Her widower, trumpeter Pedro Knight, joined a line of prominent Latino musicians who walked the final blocks of the procession.
Knight was met by Mayor Michael Bloomberg outside the cathedral.
Entertainers Antonio Banderas, Marc Anthony and Ruben Blades were among the mourners.
Cruz's body was dressed much as she performed -- in sparkling, extravagant colors.
Fans wept and hoisted her pictures and albums above their heads as the service began, alternately shouting her name and singing her songs.
When the religious portion began, the crowd grew quiet. Patti LaBelle sang "Ave Maria."
Thousands of Cruz fans had waited Monday to glimpse her body lying in a plush coffin bed at Frank Campbell funeral home. New York Gov. George Pataki, Sen. Hillary Clinton, and Rep. Charles Rangel were among those mourners.
The crowds exceeded those who had paid their last respects there to New York celebrities such as Judy Garland, Ed Sullivan, and Billy Martin, funeral directors said.

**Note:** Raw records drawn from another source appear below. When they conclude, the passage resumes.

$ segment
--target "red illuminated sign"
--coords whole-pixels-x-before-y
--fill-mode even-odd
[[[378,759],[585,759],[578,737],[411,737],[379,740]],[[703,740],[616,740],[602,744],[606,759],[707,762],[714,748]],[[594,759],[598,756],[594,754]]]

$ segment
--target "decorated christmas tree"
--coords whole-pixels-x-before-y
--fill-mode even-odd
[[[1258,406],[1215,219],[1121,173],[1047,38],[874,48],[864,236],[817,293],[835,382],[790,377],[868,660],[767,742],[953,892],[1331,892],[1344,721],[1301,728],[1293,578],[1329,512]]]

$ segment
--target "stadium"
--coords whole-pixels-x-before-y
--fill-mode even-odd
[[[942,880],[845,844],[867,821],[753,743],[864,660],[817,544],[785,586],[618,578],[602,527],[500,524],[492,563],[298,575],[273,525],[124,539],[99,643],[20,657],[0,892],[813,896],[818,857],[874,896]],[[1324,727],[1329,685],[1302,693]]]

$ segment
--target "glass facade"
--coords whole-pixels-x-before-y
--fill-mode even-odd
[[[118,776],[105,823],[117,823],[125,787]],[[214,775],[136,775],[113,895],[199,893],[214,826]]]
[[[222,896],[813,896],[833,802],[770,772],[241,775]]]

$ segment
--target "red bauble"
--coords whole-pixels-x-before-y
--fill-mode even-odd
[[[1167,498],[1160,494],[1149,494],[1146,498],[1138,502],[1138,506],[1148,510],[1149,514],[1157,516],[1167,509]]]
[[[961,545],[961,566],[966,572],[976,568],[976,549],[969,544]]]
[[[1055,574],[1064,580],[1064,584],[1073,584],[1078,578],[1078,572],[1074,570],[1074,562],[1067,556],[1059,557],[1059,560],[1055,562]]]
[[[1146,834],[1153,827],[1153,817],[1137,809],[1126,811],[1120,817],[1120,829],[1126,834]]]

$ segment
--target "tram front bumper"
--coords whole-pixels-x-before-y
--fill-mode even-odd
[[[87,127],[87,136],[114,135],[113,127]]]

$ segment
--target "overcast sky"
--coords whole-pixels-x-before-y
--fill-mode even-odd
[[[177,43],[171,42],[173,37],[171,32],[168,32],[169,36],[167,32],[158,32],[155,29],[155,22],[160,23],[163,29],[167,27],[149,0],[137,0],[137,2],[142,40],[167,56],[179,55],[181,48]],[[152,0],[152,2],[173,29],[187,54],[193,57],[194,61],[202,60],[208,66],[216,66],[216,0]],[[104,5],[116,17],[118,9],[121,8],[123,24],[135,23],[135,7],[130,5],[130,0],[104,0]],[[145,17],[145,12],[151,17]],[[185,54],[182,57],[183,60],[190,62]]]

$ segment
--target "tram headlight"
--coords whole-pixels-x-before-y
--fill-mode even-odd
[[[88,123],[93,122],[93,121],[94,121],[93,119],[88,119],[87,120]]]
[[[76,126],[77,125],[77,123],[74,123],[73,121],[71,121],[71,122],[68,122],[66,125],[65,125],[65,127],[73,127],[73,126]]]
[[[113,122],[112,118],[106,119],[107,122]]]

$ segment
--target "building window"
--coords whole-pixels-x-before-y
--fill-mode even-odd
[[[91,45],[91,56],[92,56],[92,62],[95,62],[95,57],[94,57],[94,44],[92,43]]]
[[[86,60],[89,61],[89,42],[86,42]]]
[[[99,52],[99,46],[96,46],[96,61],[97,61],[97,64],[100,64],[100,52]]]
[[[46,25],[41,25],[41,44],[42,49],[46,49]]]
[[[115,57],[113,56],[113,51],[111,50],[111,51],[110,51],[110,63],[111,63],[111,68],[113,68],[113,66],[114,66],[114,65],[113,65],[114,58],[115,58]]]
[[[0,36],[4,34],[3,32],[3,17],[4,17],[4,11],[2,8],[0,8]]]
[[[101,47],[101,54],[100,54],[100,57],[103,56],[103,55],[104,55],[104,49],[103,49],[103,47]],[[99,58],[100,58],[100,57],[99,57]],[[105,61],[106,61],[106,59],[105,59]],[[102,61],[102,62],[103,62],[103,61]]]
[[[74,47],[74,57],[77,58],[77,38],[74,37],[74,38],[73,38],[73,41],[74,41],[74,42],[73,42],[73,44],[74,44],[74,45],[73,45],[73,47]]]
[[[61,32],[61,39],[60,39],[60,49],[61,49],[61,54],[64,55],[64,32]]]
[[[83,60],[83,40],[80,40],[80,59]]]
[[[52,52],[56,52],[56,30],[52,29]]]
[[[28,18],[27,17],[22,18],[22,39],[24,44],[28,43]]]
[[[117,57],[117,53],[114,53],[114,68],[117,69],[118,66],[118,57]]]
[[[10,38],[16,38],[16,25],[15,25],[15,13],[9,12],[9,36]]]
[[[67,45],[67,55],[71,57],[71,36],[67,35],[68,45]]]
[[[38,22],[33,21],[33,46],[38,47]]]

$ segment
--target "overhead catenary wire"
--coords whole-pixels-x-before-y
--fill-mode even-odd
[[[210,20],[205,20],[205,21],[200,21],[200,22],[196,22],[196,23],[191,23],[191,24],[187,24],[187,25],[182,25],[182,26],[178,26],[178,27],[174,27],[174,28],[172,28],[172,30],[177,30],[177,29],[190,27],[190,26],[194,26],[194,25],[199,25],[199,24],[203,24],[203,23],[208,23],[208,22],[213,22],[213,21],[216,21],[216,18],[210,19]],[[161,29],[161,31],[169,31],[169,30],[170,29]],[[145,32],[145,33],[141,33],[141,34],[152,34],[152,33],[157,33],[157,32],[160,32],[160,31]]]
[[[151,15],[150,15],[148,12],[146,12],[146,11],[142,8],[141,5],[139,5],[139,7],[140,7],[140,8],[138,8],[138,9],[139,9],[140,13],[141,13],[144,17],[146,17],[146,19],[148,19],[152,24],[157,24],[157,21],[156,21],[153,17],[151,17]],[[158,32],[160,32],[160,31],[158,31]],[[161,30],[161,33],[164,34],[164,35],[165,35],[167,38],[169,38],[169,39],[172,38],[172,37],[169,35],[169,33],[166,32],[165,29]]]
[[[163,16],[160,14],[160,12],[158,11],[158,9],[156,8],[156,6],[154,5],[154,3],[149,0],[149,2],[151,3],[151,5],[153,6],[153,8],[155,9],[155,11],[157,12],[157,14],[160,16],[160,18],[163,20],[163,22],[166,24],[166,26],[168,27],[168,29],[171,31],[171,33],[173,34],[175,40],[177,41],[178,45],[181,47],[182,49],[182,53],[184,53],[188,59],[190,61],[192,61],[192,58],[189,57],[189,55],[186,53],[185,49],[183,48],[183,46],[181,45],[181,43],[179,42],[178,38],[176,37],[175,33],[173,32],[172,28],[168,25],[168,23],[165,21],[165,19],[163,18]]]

A wake for Cruz in Miami over the weekend drew nearly 100,000 fans.
In more than five decades of performing, Cruz scooped up many of music's highest accolades, including five Grammys and two Latin Grammys. She released more than 70 albums and appeared in 10 movies.
One of Cuba's most popular singers, she fled the island nation after Fidel Castro came to power. She became a U.S. citizen in 1961 and refused to return to her homeland as long as the Communist leader ruled.